How to Stay Well (Or Get Better, If You’re Not So Well to Begin With)

·       Do things that bring you a sense of fulfillment, joy, and purpose, that validate your worth. See your life as your own creation and strive to make it a positive one.

·       Pay close and loving attention to yourself, tuning in to your needs on all levels. Take care of yourself, nourishing, supporting, and encouraging yourself.

·       Release all negative emotions—resentment, envy, fear, sadness, anger. Express your feelings appropriately; don’t hold onto them. Forgive yourself.

·       Hold positive images and goals in your mind, pictures of what you truly want in your life. When fearful images arise, refocus on images that evoke feelings of peace and joy.

·       Love yourself, and love everyone else. Make loving the purpose and primary expression of your life.

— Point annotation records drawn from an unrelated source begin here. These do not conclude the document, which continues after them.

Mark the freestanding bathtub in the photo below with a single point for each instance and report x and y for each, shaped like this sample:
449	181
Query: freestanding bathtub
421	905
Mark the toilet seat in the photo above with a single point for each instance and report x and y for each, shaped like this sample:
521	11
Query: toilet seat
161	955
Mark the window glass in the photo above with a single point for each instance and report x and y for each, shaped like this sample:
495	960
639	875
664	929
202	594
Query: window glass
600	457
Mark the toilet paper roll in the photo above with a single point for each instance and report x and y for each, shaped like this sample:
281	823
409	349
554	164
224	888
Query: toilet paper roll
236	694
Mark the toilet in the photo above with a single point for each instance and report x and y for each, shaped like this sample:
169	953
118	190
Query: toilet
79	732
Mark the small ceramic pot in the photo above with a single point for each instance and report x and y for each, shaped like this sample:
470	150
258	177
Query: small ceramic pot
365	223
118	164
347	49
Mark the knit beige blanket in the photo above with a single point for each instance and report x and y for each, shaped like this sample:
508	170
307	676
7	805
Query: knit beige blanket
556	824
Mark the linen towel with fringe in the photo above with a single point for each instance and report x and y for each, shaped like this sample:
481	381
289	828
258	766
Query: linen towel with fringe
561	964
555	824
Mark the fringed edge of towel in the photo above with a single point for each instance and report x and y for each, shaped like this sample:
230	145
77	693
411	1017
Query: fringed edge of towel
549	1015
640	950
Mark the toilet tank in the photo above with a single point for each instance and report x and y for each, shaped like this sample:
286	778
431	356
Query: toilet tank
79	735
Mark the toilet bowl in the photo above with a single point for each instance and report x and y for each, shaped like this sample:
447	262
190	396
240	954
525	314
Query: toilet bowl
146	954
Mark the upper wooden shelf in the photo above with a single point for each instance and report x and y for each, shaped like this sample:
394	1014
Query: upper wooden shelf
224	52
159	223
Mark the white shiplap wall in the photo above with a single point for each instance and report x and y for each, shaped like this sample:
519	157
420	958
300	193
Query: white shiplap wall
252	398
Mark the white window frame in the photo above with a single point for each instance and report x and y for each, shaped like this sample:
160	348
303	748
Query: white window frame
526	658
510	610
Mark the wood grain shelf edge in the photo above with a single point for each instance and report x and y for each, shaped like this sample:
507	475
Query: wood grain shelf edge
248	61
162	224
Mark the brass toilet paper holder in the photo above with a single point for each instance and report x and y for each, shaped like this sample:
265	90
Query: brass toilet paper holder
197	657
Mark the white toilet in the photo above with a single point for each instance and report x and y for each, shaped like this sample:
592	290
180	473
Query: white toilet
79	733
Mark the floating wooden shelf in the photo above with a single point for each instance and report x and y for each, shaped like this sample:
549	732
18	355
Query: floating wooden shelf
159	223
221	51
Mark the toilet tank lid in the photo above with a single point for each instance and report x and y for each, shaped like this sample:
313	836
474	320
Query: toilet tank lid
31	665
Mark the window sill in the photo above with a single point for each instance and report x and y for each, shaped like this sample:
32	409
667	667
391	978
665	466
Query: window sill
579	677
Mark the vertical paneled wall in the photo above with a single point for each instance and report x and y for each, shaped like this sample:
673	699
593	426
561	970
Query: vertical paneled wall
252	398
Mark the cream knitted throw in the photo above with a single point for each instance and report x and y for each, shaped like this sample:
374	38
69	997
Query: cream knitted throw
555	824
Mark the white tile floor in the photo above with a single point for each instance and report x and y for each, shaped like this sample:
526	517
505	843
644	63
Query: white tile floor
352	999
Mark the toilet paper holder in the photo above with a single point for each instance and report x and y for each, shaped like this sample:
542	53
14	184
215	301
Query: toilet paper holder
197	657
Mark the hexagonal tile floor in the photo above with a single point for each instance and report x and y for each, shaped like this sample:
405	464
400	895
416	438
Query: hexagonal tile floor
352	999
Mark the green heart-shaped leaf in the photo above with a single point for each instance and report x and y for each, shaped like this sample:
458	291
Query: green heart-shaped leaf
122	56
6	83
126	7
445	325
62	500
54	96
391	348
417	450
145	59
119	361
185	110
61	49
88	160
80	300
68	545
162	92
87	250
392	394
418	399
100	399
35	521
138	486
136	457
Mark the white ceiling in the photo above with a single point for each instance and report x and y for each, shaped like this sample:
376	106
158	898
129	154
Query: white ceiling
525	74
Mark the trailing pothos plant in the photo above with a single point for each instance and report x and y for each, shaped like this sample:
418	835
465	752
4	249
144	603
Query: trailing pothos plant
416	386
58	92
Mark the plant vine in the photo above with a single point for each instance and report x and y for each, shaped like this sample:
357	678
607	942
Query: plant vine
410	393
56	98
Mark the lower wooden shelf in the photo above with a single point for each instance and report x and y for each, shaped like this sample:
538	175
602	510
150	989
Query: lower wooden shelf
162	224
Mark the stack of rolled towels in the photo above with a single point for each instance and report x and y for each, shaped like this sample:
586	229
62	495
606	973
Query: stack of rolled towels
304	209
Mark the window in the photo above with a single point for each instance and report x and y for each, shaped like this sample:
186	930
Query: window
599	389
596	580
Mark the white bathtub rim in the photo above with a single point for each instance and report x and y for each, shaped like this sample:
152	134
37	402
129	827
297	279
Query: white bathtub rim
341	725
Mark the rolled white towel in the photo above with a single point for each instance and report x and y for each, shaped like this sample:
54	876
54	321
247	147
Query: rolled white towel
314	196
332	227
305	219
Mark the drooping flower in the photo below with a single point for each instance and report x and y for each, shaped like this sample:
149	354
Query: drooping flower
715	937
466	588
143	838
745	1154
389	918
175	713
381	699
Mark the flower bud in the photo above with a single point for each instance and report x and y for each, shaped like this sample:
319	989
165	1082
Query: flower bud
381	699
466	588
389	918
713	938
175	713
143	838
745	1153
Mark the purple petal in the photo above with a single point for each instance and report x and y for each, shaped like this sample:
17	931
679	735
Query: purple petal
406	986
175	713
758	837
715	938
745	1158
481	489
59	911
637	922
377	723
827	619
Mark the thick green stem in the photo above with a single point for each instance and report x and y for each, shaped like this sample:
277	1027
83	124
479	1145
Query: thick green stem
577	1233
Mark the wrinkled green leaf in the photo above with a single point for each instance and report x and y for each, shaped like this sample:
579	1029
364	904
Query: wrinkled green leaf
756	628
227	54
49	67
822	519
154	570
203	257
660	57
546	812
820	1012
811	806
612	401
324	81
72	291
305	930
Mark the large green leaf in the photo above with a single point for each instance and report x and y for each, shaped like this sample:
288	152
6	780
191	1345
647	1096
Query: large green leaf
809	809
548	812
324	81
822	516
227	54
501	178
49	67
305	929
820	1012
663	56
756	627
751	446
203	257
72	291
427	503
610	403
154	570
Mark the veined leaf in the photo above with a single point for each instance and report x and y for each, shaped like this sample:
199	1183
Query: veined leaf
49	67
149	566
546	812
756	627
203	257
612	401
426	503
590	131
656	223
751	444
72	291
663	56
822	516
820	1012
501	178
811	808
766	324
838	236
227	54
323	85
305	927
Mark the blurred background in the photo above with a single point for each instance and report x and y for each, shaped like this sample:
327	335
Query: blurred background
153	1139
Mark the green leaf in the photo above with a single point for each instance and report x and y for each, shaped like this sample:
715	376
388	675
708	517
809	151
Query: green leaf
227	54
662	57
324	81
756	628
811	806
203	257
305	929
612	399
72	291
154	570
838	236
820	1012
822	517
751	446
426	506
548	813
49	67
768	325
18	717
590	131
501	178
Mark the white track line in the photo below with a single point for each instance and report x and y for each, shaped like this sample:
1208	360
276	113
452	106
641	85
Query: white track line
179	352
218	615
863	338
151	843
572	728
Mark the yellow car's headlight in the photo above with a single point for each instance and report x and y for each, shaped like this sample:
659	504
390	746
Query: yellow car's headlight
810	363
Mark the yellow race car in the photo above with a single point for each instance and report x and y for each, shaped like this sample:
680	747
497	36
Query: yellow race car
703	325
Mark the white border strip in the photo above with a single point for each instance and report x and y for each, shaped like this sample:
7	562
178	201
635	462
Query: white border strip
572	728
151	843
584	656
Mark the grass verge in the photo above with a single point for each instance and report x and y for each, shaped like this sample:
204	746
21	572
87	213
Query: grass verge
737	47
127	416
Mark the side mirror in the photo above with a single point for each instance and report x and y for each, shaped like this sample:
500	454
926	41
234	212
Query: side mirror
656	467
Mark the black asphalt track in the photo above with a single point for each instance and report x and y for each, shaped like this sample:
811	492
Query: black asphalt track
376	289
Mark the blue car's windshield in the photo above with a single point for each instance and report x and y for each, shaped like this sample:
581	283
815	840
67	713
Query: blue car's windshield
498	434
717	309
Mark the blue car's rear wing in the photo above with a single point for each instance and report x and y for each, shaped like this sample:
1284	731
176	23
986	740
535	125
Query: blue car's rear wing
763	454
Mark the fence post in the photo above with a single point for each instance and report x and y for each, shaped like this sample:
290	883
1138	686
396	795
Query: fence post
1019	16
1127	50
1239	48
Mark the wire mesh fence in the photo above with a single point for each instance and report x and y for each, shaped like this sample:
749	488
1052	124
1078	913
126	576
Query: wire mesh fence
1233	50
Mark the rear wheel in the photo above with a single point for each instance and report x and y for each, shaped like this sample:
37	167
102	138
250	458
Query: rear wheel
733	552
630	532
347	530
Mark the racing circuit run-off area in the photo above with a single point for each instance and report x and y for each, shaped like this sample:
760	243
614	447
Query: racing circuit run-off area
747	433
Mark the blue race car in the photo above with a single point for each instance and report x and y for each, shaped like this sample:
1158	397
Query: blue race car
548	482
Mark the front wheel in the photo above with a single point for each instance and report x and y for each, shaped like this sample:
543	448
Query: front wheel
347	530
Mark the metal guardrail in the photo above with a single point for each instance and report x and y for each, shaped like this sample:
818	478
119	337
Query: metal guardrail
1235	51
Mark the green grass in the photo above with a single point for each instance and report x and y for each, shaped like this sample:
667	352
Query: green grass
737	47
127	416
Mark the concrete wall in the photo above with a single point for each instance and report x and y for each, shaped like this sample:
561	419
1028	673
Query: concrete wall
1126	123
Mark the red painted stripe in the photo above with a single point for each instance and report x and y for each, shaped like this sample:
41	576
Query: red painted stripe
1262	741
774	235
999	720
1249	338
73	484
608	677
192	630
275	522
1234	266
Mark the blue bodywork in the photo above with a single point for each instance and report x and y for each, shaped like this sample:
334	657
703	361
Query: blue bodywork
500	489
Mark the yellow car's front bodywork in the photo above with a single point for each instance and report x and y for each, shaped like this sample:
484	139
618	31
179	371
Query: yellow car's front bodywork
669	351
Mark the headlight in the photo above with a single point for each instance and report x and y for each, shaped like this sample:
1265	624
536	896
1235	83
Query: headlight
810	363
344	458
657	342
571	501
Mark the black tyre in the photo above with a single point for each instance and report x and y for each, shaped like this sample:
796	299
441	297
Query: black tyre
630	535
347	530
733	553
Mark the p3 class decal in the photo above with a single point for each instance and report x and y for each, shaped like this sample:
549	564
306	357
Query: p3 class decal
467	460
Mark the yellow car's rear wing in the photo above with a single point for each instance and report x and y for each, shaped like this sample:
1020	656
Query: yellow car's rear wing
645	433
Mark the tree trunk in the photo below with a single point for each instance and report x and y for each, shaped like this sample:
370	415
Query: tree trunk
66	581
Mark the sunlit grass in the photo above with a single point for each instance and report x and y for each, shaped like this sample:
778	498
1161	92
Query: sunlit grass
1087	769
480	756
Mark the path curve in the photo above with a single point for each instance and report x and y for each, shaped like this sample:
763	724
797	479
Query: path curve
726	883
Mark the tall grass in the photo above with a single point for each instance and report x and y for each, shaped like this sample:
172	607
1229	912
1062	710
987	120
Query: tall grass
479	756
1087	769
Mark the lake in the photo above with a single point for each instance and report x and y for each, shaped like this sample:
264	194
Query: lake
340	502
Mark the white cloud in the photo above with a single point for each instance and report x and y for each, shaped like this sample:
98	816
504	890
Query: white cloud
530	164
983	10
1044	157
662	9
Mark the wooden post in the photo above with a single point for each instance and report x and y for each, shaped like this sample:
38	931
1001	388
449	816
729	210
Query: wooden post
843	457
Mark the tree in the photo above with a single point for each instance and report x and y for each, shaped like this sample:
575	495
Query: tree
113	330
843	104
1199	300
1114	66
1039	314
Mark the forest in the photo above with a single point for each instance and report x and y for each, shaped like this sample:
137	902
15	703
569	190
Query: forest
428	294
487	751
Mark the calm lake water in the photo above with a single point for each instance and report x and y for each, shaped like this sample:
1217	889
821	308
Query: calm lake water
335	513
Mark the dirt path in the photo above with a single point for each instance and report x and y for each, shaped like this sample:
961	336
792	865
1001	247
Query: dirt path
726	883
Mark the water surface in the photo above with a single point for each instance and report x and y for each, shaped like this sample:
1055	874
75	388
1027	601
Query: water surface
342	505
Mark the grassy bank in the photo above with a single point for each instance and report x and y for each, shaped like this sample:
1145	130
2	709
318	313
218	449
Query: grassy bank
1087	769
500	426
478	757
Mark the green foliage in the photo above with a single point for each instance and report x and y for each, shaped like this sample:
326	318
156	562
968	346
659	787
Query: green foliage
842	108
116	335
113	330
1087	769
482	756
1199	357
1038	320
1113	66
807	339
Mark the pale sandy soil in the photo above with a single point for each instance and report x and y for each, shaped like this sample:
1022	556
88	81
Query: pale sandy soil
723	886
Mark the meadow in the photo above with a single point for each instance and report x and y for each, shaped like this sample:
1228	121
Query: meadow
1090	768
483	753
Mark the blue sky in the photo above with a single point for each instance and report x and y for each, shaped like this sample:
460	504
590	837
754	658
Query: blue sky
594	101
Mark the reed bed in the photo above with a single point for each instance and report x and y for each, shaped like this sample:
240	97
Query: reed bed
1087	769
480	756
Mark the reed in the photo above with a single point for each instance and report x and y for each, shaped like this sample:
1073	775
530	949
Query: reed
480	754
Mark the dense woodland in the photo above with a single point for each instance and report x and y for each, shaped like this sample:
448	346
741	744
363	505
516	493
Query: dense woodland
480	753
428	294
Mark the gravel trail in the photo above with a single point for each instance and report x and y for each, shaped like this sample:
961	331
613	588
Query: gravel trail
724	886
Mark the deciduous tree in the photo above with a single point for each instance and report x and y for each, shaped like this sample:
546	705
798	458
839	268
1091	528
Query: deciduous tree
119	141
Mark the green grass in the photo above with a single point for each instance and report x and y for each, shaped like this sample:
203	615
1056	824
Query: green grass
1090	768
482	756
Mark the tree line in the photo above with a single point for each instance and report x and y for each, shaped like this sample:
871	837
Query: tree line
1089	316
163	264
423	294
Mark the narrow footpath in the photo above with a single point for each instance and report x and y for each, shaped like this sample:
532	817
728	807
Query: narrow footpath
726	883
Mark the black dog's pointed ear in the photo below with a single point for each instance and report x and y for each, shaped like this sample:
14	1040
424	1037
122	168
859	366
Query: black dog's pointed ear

·       Create fun, loving, honest relationships, allowing for the expression and fulfillment of needs for intimacy and security. Try to heal any wounds in past relationships, as with old lovers, and with your mother and father.

·       Make a positive contribution to your community, through some form of work or service that you value and enjoy.

·       Make a commitment to health and well-being, and develop a belief in the possibility of wholeness. Develop your own healing program, drawing on the support and advice of experts without becoming enslaved to them.

·       Accept yourself and everything in your life as an opportunity for growth and learning. Be grateful. When you fuck up, forgive yourself, learn what you can from the experience, and then move on.

·       Keep a sense of humor.

As you go into the New Year, remind yourself that life has choices.